In [2]:

# 📂 Resume Screening AI - Project Notebook

## Phase 1: Dummy Resume Setup

resumes = {
    "Arun_Kumar.txt": """Name: Arun Kumar
Email: arun.ds@gmail.com
Phone: +91-9876543210
Summary:
Aspiring Data Scientist with strong foundation in statistics, machine learning, and Python programming.
Skills:
- Python, R, SQL
- Pandas, NumPy, Scikit-learn
- Data Visualization: Matplotlib, Seaborn
- Machine Learning, Deep Learning
- Tableau, Power BI
Experience:
Intern - Data Science, ABC Corp (6 months)
Built predictive models for customer churn.
Education:
MSc Data Science - Anna University, 2023""",

    "Priya_Mehta.txt": """Name: Priya Mehta
Email: priya.dev@outlook.com
Phone: +91-9988776655
Summary:
Software Engineer with 2+ years of experience in full-stack web development and backend systems.
Skills:
- Java, C++, Python
- HTML, CSS, JavaScript, React
- MySQL, MongoDB
- REST APIs, Git, Docker
Experience:
Software Developer - TechX Pvt Ltd (2021–2023)
Built scalable backend APIs and web dashboards.
Education:
BTech Computer Science - SRM Institute, 2021""",

    "Neha_Sharma.txt": """Name: Neha Sharma
Email: neha.marketing@gmail.com
Phone: +91-9123456780
Summary:
Marketing Analyst with a passion for campaign analytics, performance tracking, and digital tools.
Skills:
- Excel, Google Analytics, Power BI
- A/B Testing, Market Research
- Content Strategy, SEO
- CRM tools: HubSpot, Salesforce
Experience:
Marketing Analyst - DigiMark Agency (2020–2023)
Increased lead generation through targeted campaigns.
Education:
MBA Marketing - Christ University, 2020"""
}

## Phase 2: Extract Skills Function

skill_keywords = [
    'python', 'r', 'sql', 'pandas', 'numpy', 'scikit-learn', 'matplotlib', 'seaborn',
    'machine learning', 'deep learning', 'tableau', 'power bi',
    'java', 'c++', 'html', 'css', 'javascript', 'react',
    'mysql', 'mongodb', 'rest apis', 'git', 'docker',
    'excel', 'google analytics', 'a/b testing', 'market research',
    'content strategy', 'seo', 'hubspot', 'salesforce'
]

def extract_skills(resume_text, skill_set):
    found_skills = []
    resume_text_lower = resume_text.lower()
    for skill in skill_set:
        if skill in resume_text_lower:
            found_skills.append(skill)
    return found_skills

## Phase 3: Analyze Each Resume

for name, content in resumes.items():
    skills = extract_skills(content, skill_keywords)
    print(f"🔍 {name} - Extracted Skills:\n{skills}\n")
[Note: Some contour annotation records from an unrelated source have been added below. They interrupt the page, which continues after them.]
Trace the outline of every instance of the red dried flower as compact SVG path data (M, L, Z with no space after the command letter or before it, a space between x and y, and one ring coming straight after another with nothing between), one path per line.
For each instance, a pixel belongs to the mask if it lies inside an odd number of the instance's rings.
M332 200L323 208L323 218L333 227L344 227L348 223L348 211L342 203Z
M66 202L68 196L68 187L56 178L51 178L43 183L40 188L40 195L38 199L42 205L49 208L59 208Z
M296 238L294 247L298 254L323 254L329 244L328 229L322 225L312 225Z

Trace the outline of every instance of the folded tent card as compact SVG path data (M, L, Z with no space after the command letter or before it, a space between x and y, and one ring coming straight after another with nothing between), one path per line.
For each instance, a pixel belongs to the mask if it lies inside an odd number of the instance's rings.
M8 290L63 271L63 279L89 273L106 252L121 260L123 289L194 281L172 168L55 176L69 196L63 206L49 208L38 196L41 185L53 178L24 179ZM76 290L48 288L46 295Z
## Phase 4: Job Description Parsing and Matching

job_description = """We are looking for a Data Scientist with experience in Python, machine learning, and data visualization.
The ideal candidate should be proficient in Pandas, Scikit-learn, and have familiarity with Power BI or Tableau.
Knowledge of SQL and data cleaning techniques is a plus."""

job_required_skills = extract_skills(job_description, skill_keywords)
print("🎯 Skills from Job Description:\n", job_required_skills)
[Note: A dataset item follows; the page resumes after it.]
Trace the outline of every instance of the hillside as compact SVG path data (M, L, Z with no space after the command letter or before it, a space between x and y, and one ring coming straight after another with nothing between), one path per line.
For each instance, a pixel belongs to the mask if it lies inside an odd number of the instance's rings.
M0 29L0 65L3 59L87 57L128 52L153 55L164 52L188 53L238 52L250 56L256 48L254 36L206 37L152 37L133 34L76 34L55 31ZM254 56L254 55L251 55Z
## Phase 5: Score Matching

def match_score(resume_skills, job_skills):
    resume_set = set(resume_skills)
    job_set = set(job_skills)
    common = resume_set.intersection(job_set)
    union = resume_set.union(job_set)
    if not union:
        return 0
    return round(len(common) / len(union), 2)

# Score each resume
for name, content in resumes.items():
    skills = extract_skills(content, skill_keywords)
    score = match_score(skills, job_required_skills)
    print(f"📄 {name} - Match Score: {score * 100:.0f}%")


🔍 Arun_Kumar.txt - Extracted Skills:
['python', 'r', 'sql', 'pandas', 'numpy', 'scikit-learn', 'matplotlib', 'seaborn', 'machine learning', 'deep learning', 'tableau', 'power bi']

🔍 Priya_Mehta.txt - Extracted Skills:
['python', 'r', 'sql', 'java', 'c++', 'html', 'css', 'javascript', 'react', 'mysql', 'mongodb', 'rest apis', 'git', 'docker']

🔍 Neha_Sharma.txt - Extracted Skills:
['r', 'power bi', 'git', 'excel', 'google analytics', 'a/b testing', 'market research', 'content strategy', 'seo', 'hubspot', 'salesforce']

🎯 Skills from Job Description:
 ['python', 'r', 'sql', 'pandas', 'scikit-learn', 'machine learning', 'tableau', 'power bi']
📄 Arun_Kumar.txt - Match Score: 67%
📄 Priya_Mehta.txt - Match Score: 16%
📄 Neha_Sharma.txt - Match Score: 12%